I'm helping coach Michael's basketball team. I'm not the head coach, just a bumbling assistant. But it's a start, and I love it. I want badly for all the boys to succeed. It's like parenting, in that respect, elation, frustration, suggestion, correction, observation, exasperation, reflection; all circling, colorfully, in a big carousel. Coaching, like parenting, exposes nerves that at any moment can be struck - stomped on, in fact - and sent ringing, producing exquisite sensations not unlike those encountered in Soviet dentist chairs only 30 years ago (I'm told by my Russian and Ukrainian coworkers), in gray, spartan medical offices, made suddenly and spastically very brilliant with color, when the drill was applied without novocaine. Well, coaching isn't that bad, or good (consider the relief when one escaped that Soviet dentist chair), but it really gets me fired up! Since I have spent many months of my life, in aggregate over the entire span, on a basketball court, I fancy myself somewhat knowledgeable. Of course, there's a lot of know-it-all parents out there too, many of whom aren't even parents at all!, or whom, someday, inevitably - it happens to us all - will be humbled by events that occur when they're on the job (a job that lasts forever).

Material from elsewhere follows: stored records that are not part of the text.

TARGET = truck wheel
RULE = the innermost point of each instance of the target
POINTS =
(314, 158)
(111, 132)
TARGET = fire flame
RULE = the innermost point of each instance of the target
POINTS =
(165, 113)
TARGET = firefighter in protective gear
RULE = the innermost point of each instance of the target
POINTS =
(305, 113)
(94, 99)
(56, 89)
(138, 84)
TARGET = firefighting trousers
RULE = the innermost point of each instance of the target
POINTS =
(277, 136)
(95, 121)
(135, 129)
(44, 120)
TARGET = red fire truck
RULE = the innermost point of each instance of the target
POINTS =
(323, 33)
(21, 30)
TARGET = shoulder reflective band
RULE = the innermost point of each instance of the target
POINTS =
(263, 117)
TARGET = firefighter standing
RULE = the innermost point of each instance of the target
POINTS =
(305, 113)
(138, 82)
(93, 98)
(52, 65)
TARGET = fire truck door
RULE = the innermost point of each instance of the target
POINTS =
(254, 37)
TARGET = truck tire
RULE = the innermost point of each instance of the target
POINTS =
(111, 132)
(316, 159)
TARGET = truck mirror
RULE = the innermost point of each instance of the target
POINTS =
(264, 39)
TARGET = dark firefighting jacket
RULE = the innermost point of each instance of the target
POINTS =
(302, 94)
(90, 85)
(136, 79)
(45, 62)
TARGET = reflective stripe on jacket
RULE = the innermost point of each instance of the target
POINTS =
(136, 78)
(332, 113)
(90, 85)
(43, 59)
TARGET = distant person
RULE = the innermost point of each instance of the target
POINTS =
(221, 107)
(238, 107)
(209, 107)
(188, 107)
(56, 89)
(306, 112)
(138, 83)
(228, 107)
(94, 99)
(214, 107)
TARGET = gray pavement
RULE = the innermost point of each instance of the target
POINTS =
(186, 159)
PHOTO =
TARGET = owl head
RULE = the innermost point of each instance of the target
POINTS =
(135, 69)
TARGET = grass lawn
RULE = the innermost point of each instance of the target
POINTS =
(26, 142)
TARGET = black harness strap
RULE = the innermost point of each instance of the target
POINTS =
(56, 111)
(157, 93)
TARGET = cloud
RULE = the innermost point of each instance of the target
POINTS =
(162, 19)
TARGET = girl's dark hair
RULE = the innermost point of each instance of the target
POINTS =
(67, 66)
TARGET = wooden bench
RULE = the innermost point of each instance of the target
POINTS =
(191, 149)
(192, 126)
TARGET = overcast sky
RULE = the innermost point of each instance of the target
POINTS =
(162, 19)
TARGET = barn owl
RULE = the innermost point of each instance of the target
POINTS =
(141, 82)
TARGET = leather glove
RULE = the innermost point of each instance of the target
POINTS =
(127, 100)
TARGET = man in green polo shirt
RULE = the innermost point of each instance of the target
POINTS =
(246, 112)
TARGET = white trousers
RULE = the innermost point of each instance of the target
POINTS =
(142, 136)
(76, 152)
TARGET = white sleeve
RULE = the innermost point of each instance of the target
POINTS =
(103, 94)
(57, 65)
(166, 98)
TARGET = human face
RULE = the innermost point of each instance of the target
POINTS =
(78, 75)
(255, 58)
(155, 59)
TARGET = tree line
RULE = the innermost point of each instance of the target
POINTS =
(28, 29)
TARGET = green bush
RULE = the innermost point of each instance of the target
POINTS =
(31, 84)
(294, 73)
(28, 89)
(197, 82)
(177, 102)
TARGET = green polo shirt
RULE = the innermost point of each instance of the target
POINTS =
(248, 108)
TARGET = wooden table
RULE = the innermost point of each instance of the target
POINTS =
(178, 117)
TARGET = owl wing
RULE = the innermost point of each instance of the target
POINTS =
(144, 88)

It's funny to notice the insecurities that surface while I'm coaching. As a player, I'm pretty sure I could handle with ease - all the kids in the league, of course, none being especially agile or tall or over 100lbs - but 99% of the dads and coaches too, face-to-face in the flow of a game, or one-on-one if they insisted. No sweat. (None look like former college players or in that dreaded early- to mid-twenties age-range that I can no longer own off the dribble and freely create against... I have lost a step). So despite a stubborn, soothing confidence as a player, I'm bombarded by uncertainty when trying to verbally instruct the kids, describe a fundamental, deliver a pointer, run through a play, organize a drill, obtain and maintain attention. I will get better. I'm tempted to impress the boys as a player, to get them to listen. The desire to impress is, of course, the surest sign of insecurity. I could spin the ball on my finger or dribble through both legs and around my back in a blur, show a wicked crossover to freeze my nine-year-old defender, thread a no-look pass (that would only hit a kid in the nose causing bewilderment, shooting pain, snot, and insistent tears - I hate getting hit in the schnoz) or I could drain a smooth pull-up three, but they wouldn't notice. They would only notice a dunk, and I can't do that. Shame on me. That would impress. Then they would hang on my commands and advice, and the very rim itself sometime in the future; they would be focused, hungry, eager to "set a pick," "maintain spacing," "use your left," "box out," "BE QUICK!" and so on. Go get the basketball, it's yours!!